How does it handle a simple case of immoral behaviour such as stealing? We understand that stealing is wrong a priori, although perhaps there are cases where it is morally permitted. For my purposes, I am just presupposing that generally speaking, we agree stealing is morally wrong.
So, using my understanding of SIA, if I steal something of value from someone else when there is an opportunity where I can reasonably believe it will never be known that I was the thief, I benefit from the action , and therefore can reason, like the reasoning in SIA, the belief that I will benefit implies there exist, in expectation, more people who will benefit. It serves the greater good.
That Person Directed Harm Principle you mention, which you say SIA supports, would give the opposite result. I am harming the person whose property I am stealing, by depriving them of something of value to them, which would then lead me to reason that there exist, in expectation, other people who would be worse off because of my action. It is contrary to the greater good.
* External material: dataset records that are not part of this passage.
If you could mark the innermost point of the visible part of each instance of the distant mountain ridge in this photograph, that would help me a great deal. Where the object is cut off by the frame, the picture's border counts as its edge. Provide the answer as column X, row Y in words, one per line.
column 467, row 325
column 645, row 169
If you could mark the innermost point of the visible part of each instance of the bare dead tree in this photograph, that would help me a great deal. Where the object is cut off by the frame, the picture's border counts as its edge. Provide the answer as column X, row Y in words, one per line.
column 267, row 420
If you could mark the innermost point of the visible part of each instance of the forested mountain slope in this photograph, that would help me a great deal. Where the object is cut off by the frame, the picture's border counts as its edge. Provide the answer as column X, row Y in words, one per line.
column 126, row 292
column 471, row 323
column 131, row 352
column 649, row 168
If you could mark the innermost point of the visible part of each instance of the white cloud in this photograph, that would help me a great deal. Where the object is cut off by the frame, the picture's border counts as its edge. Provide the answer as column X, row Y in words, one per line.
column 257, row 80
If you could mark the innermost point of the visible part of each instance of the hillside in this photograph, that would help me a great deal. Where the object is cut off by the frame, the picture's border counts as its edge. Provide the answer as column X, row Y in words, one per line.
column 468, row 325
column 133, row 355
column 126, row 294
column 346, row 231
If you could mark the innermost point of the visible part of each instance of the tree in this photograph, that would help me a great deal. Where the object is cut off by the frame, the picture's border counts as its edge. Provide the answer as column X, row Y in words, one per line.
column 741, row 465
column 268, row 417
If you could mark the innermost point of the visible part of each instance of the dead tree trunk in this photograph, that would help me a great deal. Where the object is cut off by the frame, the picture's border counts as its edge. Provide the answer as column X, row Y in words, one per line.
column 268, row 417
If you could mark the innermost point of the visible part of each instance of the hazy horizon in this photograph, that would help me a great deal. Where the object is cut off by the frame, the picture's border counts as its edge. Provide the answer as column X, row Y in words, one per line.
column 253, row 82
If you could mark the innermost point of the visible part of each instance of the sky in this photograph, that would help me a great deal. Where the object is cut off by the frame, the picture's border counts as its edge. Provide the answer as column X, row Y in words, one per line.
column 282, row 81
Just in case my example sounds too hypothetical, perhaps I can state the example in more specific way. Let's say I am a taxi driver. Some very drunk person leaves their new iPhone in my car. The next day when I find it, I discover it is not locked with a pin code, and realise I could just reset the phone to factory, take the sim card out, put my own sim card in, deny that the phone was left in my cab and suggest it was lost elsewhere, and I've probably just got a free upgrade to my clunky old phone. SIA suggests, to my understanding, my predicted benefit from this action would actually allow me to reason lots of people will probably benefit, making it something that is really good to do.
I understand SIA to mean: I observe that I exist, and I am more likely to exist if other people exist, therefore I expect other people to exist.
In my example: I observe that I will benefit, and I am more likely to benefit if other people will benefit, therefore I expect other people to benefit.
How convincing would an empirical test have to be to convince you that less than infinite people exist?